Associated Press fires journalist after Stanford College Republicans target her 'pro-Palestinian' activism
The Associated Press (AP) terminated one of its journalists after the Stanford College Republicans (SCR) complained about her past participation in the student activism group, Stanford Students for Justice in Palestine (SJP).
According to Stanford Daily, the controversy surrounding former AP journalist Emily Wilder came amid growing tensions between Israel and Hamas, the militant group overseeing Gaza. Over the last several days, an AP office building was destroyed after Israeli officials claimed the building housed Hamas' military intelligence assets. The AP told Insider it saw "no indication of a Hamas presence in the building"

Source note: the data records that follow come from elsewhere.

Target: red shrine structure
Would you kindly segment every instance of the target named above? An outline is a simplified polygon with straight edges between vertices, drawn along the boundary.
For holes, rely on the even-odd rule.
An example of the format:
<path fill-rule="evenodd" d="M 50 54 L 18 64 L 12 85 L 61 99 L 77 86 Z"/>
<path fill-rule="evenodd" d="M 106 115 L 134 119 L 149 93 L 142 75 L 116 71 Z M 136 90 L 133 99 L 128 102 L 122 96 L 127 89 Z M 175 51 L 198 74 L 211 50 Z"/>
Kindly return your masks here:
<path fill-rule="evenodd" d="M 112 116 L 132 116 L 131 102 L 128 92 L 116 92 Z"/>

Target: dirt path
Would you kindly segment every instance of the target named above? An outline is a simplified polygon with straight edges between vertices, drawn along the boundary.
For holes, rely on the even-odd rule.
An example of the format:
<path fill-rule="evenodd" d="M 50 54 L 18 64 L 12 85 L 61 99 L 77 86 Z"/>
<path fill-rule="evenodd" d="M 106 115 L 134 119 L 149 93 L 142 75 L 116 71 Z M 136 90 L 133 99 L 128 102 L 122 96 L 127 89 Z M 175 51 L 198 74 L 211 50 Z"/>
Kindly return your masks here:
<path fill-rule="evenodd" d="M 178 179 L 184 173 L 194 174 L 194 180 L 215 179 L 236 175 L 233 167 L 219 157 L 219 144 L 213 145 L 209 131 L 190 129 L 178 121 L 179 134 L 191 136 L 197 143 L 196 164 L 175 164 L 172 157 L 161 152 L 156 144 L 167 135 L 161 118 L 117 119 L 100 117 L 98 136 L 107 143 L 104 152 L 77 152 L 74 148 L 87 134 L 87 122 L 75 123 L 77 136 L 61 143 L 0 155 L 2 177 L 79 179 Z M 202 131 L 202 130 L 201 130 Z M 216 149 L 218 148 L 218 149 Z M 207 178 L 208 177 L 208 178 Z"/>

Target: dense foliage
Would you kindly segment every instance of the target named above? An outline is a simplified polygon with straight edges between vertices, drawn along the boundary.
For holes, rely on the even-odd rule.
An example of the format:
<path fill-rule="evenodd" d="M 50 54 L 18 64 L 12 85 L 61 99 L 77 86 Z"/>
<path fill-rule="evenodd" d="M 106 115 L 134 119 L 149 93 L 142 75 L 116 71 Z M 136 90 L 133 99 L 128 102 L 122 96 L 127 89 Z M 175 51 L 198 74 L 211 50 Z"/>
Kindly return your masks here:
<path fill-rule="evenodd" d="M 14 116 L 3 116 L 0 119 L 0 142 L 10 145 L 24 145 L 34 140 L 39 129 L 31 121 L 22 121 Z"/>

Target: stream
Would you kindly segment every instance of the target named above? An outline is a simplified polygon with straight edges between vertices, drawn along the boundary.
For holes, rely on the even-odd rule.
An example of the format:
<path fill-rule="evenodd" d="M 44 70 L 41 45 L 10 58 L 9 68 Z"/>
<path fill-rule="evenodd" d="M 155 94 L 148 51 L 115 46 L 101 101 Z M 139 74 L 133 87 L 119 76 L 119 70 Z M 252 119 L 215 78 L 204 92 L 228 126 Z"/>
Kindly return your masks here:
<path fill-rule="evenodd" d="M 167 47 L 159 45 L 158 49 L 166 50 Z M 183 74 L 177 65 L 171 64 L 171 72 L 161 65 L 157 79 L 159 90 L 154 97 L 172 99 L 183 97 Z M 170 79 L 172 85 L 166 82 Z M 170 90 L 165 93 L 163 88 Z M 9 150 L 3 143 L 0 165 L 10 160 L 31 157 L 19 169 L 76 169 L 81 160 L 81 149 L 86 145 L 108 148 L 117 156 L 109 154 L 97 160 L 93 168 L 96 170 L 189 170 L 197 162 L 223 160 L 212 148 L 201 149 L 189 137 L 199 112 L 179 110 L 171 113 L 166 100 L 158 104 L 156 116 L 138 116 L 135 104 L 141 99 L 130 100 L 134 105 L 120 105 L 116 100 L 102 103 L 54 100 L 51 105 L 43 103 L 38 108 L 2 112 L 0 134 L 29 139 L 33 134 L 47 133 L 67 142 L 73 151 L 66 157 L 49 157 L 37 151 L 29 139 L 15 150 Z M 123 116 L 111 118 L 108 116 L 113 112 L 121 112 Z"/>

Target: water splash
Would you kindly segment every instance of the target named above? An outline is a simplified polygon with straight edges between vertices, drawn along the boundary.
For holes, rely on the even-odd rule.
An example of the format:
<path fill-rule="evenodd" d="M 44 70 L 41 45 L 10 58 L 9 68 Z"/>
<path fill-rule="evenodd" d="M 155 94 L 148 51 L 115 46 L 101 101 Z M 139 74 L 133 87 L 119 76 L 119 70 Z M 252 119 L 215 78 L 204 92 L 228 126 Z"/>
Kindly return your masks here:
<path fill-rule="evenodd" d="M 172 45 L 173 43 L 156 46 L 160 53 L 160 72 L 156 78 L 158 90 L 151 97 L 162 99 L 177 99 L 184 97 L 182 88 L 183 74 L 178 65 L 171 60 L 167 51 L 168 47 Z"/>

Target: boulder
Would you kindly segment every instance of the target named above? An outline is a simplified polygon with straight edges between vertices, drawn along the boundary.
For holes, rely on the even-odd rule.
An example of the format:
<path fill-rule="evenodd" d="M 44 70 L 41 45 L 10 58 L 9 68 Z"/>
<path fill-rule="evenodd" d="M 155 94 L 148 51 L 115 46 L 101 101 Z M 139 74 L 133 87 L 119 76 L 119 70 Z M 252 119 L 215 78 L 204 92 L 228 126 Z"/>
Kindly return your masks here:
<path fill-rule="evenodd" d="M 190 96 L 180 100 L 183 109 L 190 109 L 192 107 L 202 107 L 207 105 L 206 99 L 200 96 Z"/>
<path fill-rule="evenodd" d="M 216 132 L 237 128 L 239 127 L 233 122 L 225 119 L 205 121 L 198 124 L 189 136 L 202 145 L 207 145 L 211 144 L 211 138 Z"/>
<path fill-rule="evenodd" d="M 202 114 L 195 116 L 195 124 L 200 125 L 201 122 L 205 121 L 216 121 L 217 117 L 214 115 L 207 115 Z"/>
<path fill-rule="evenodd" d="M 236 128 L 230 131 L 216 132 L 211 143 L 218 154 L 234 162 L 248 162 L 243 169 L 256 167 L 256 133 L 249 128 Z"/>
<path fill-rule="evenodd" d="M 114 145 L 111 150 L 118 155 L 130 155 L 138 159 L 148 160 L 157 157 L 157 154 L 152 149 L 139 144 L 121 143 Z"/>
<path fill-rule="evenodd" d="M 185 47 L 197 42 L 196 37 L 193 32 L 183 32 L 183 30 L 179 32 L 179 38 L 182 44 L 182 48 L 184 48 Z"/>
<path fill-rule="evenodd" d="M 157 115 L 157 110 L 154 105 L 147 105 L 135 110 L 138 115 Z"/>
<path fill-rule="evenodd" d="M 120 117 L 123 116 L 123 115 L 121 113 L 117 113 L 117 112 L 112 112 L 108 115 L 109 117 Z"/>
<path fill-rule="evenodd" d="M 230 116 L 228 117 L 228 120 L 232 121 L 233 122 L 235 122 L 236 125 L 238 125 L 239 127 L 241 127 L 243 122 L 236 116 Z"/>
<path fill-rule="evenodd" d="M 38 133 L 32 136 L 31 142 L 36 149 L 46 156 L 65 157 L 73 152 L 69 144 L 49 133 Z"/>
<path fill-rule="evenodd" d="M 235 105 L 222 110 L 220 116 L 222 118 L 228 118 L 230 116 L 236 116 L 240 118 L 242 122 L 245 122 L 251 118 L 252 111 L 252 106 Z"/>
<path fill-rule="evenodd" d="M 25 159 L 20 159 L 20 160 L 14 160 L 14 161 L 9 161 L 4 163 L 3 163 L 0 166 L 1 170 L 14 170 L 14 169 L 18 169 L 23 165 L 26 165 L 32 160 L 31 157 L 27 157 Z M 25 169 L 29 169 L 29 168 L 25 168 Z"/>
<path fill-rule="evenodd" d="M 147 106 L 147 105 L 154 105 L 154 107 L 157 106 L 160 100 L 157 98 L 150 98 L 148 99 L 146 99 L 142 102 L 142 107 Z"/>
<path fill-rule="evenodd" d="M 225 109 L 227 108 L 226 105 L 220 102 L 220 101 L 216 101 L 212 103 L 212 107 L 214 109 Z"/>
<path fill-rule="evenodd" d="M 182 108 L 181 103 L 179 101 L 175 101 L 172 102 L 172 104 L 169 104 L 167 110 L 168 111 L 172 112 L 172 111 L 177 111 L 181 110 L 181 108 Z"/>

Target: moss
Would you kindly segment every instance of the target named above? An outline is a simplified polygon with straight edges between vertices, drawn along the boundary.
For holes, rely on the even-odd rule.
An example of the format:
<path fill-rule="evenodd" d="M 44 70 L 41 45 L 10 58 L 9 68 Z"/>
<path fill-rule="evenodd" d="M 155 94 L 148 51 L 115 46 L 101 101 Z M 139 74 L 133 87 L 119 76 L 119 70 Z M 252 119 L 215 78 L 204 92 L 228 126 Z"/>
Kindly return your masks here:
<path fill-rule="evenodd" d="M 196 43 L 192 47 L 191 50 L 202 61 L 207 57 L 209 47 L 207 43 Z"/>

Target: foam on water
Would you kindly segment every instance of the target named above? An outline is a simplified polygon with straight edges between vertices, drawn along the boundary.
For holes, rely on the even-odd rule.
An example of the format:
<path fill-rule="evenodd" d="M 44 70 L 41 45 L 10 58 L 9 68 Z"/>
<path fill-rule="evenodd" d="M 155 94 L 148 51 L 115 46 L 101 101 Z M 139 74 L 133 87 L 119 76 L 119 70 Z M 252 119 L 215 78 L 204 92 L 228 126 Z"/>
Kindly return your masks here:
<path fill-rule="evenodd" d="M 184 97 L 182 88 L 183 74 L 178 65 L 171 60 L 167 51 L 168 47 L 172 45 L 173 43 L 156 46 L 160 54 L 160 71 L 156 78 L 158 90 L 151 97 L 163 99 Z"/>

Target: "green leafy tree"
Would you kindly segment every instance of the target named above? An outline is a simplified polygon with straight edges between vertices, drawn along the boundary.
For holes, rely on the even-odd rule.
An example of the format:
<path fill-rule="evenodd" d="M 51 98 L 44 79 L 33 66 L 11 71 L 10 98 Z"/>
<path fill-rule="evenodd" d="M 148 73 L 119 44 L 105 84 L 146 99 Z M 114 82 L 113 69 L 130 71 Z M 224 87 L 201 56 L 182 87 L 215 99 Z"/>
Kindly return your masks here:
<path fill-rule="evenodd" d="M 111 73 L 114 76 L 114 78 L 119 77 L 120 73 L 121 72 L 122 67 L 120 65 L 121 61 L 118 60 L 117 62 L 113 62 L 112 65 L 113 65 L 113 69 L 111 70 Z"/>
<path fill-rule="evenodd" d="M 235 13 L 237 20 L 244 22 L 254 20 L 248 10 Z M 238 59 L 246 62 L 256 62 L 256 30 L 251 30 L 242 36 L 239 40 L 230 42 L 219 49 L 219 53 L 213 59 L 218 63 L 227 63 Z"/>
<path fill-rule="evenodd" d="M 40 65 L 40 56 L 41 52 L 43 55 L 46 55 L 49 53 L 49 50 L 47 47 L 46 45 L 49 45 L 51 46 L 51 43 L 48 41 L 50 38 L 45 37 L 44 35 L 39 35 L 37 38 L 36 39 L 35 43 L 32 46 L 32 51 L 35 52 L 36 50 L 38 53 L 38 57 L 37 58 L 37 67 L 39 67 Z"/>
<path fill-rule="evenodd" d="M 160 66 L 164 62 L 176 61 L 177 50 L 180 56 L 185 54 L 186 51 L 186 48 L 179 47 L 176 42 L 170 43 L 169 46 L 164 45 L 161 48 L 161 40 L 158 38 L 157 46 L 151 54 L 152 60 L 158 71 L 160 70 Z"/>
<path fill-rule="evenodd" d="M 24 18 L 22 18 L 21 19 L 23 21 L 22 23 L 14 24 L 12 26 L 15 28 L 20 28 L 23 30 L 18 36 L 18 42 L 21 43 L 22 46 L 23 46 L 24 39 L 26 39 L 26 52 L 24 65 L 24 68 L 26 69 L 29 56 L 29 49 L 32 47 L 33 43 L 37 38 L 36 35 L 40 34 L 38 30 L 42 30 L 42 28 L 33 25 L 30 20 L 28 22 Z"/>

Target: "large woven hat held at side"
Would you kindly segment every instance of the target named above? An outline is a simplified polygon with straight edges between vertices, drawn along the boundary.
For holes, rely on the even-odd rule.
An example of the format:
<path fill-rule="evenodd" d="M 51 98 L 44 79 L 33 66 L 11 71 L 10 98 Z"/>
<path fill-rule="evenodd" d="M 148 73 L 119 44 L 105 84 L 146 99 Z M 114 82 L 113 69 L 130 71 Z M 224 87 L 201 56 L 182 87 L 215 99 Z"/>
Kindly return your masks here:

During a recent interview, Wilder said the AP claimed to have conducted a "''thorough review' of her social media but did not offer any evidence as to what specific social media posts during her tenure as a news associate, which began on May 3, led to her termination." Wilder described her termination as "retrospective" as she insisted she had not "posted anything on social media that she could see warranting her termination."
"I think to me and to many other people, it feels like they folded to the campaign and that they folded to SCR and the types of people that amplify their message," Wilder said.
As a Jewish American, Wilder admitted that she never attempted to conceal her activism.
"I do have opinions on this issue," Wilder said. "I'm a Jewish American who grew up in an Orthodox Jewish community and this issue has been important to me my whole life — long before I even thought about journalism as an option for me."
AP is now facing scrutiny for its decision to fire Wilder. Jacob Kuppermann, a Stanford alum and friend of Wilder's who was involved in her activism work, sounded off about the move, describing it as "disgraceful."
"It's interesting that the Stanford College Republicans would take what is a broader pattern where people who speak out on Palestine issues get silenced and get fired from their jobs and use it against someone that they have history with," Kuppermann said.
While Wilder insisted she does not see her termination as "unfair," she does believe the news outlet's guidelines "are written so nebulously that they can be so asymmetrically applied and enforced when expedient."
"I think people should really think about what just happened," Wilder said. "[SCR] are trying to smear a Jewish person who is out and proud about her Jewishness, her Jewish family, her Jewish roots and got her fired from her job — and that's really what they accomplished at the end of the day."